Белинда улыбнулась. Если преподобный стар, оно очень кстати. Возможно, она сумеет убедить его, что помолвлены они давно и ничего странного в возрастной разнице между женихом и невестой нет.
В психиатрической больнице Вера по-прежнему пребывала в изолированной палате — ради других пациентов, дабы оградить их от истерических воплей. Туда же пригласили консилиум психиатров для приватного осмотра. Но врачи быстро растеряли все иллюзии. Никакой нужды в приватности, секретности — да и задавании вопросов — не оказалось. Четверо мозгоправов по отдельности навестили Веру, сделали каждый свои выводы самостоятельно и поделились коллективным диагнозом с начальником полицейского участка.
— Эта женщина абсолютно ненормальная, — сказали они в один голос.
— Я так и думал.

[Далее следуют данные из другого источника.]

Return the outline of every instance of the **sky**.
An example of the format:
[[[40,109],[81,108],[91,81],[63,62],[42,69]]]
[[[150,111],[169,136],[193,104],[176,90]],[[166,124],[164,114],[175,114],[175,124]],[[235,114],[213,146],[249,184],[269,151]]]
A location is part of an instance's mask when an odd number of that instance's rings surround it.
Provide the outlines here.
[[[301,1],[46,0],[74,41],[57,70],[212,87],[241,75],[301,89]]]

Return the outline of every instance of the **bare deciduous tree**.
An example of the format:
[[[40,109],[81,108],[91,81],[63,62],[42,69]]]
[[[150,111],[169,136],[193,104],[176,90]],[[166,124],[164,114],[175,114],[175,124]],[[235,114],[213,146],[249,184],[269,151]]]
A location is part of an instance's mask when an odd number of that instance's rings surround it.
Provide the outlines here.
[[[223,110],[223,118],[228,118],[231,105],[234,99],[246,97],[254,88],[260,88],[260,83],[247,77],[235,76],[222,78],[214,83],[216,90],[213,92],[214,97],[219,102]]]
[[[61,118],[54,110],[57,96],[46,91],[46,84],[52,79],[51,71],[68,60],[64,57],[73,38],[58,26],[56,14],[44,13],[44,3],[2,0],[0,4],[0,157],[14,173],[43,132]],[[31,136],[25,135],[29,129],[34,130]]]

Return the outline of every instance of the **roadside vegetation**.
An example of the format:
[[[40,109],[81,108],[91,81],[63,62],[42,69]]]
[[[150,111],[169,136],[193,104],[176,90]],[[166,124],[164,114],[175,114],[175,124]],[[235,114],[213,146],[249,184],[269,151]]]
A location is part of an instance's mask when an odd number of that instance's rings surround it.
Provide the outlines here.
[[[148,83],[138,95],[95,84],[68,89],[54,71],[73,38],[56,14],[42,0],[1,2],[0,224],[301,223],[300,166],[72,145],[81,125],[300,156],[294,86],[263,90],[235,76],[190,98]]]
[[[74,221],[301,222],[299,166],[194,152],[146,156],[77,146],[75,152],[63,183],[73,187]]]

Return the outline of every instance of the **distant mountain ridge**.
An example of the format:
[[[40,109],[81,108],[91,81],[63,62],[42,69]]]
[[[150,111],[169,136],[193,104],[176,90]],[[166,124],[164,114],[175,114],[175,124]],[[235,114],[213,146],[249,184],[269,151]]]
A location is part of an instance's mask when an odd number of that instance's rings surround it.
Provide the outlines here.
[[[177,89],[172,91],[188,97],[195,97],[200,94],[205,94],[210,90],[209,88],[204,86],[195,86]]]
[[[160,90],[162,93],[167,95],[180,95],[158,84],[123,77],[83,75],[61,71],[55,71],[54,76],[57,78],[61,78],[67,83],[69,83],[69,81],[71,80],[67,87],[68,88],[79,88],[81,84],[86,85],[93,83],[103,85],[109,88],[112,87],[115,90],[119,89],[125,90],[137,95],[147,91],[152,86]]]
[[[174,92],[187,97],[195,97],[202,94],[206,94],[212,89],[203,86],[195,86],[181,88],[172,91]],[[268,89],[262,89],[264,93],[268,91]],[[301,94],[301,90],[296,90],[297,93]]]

Можете как-то объяснить причину? Что именно свело ее с ума? Она зрелая женщина, вела хозяйство, воспитывала сына. И вдруг у нее съезжает крыша — да еще как! Вы не подозреваете, что она пристрастилась к наркотикам или чему-нибудь в этом духе?
— Можно сказать одно: она страдает чудовищными галлюцинациями и все время паникует. Совершенно убеждена, что ее муж убил их сына.